To make sure the name you choose meets the above requirements, you need to conduct an availability lookup. This inspection is carried out through the Federal Commercial Registry Office’s system.
The company’s charter is a document detailing core information such as business name and objectives, charter capital and division, organizational and management structure, regulations on meetings of owners/shareholders, rights and obligations of the board of directors, etc. etc. The company’s charter needs to be notarized in order for the company registration dossier to be considered by the Commercial Registration Authority.
You will then need to open a freezing account at a bank in Switzerland. This account is temporarily blocked. The purpose is to ensure that the charter capital is already available and reserved for the new company, which cannot be used for any other purpose before the company officially has legal status and is incorporated. Once the capital has been deposited into the deposit account, the bank will issue an official document confirming this as a Capital Margin Certificate – this certificate will be required by the Commercial Registry to be included in the company incorporation dossier to prove that you have met the initial charter capital requirement in accordance with Swiss law Si before proceeding to the next steps of establishment.
Next, you need to proceed with the appointment of the right individuals to the top management positions of the company. For a Joint Stock Company(AG/SA), this position is the Board of Directors – the body responsible for monitoring and making strategic decisions. In addition, with a Limited Liability Company (GmbH / Sàrl), you will appoint members of the Management Board – the day-to-day management team.
Note that you need to make sure that at least one of the members of the Board of Directors (for AGs) or the Board of Management (for GmbH) must simultaneously meet two important criteria:
Representatives will be empowered to sign papers and work with state agencies on behalf of the company.
The company incorporation application will be filed at the Commercial Register (Handelsregister) of the state where you have chosen to locate the company’s headquarters.
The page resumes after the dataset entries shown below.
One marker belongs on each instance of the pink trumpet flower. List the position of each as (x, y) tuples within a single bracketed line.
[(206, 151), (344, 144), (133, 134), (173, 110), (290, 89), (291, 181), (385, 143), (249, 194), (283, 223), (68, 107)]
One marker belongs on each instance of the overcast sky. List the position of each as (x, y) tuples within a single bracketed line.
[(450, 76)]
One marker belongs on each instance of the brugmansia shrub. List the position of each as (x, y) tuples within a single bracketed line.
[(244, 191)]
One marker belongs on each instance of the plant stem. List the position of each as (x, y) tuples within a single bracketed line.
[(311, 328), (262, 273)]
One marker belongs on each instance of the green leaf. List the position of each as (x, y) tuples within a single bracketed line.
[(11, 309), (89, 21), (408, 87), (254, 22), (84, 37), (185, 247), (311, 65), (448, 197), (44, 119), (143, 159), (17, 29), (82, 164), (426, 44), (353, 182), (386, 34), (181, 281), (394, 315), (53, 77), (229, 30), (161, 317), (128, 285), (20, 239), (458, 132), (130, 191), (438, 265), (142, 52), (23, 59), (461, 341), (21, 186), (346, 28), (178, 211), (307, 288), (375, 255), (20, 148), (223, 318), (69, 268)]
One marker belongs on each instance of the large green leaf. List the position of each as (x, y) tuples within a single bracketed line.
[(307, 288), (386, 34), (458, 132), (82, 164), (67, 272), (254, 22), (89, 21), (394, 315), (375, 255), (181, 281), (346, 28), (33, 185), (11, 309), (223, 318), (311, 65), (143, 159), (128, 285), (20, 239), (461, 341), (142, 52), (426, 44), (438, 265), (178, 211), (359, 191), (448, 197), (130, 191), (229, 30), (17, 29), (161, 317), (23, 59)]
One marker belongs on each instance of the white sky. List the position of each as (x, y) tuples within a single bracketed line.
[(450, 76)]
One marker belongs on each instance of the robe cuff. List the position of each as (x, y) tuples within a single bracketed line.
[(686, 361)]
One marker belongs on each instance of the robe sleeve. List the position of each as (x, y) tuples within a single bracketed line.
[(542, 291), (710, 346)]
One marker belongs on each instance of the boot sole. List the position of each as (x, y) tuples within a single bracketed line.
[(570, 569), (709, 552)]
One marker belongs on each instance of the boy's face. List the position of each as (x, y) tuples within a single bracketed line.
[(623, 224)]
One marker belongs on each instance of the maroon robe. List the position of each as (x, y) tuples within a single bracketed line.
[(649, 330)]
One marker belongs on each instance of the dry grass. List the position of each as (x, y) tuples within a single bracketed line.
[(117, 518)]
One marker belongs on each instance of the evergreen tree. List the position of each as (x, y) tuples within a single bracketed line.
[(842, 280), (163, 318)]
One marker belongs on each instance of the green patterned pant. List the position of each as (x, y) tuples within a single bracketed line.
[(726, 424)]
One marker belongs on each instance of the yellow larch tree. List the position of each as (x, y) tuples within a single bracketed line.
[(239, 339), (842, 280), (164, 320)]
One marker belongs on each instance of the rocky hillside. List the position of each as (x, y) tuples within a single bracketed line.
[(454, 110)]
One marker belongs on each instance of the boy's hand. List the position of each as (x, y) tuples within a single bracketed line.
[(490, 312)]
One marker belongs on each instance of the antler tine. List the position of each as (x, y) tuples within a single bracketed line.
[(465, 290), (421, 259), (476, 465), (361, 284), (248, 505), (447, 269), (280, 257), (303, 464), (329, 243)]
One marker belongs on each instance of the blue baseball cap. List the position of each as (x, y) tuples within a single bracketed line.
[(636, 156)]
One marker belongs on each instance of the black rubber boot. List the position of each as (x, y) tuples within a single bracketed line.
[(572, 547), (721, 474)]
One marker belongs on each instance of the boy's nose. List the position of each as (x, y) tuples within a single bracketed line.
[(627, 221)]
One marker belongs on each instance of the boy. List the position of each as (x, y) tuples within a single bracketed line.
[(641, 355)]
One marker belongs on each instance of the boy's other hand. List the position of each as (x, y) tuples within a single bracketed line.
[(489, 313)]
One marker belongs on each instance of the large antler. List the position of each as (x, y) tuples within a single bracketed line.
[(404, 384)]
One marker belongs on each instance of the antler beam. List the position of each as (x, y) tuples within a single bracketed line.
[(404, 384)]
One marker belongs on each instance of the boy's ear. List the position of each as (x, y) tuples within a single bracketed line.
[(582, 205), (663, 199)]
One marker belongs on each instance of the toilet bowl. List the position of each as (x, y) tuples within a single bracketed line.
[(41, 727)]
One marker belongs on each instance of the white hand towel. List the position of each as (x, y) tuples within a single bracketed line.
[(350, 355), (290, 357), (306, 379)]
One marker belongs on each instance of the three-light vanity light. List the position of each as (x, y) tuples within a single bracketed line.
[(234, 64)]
The Commercial Registry will review the records to ensure the completeness, accuracy, and validity of the documents in accordance with Federal and state law.
Once the application is fully validated, the Commercial Registry will officially register your new company name in the state Register of Commerce. Information about the formation of the company, including the name, head office address, legal type, charter capital and personal information of the members of the management/directors authorized to represent, will be published publicly in the Swiss Official Gazette of Commerce (SHAB / SHAB / FOSC / FUSC).